Congrats on that jump, that's huge. The one thing that actually moved the needle for me was stop treating quant and verbal as separate subjects and start treating timing as its own skill. I'd get a problem right in practice and think I was fine, but I wasn't tracking how long it took me. Once I started doing timed sets and forcing myself to move on after 2.5 minutes no matter what, my score on full-length mocks jumped almost immediately.
The Focus Edition's shorter format kind of tricks you into thinking you have more time than you do. You don't. If anything the pacing pressure is worse because there's less room to recover from a slow stretch. I'd say don't wait until week 8 to practice under real test conditions the way you did -- getting comfortable with the clock early is honestly the thing I'd go back and tell myself.

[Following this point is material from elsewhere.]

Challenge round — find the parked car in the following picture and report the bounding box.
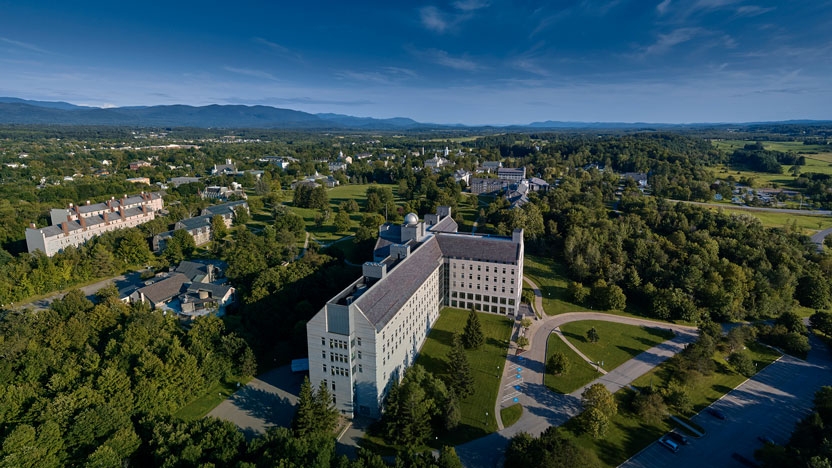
[667,431,690,445]
[659,437,679,453]
[708,408,726,421]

First attempt I bombed it. I went in thinking my GMAT classic prep would transfer over and it really didn't -- the Focus Edition weights quant and verbal differently and the DI section caught me completely off guard. I wasn't bad at math, I just hadn't practiced the data insights stuff at all, so I basically threw away that entire section.
Second time I completely restarted my prep and treated it like a different exam. I stopped using old GMAT materials and only used official Focus Edition practice tests, which honestly made the biggest difference. The scoring scale is different too so don't stress when your practice scores look weird at first -- it's not the same 200-800 you're used to seeing. Give yourself more time on DI than you think you need and actually review every single wrong answer, not just the ones you were completely lost on.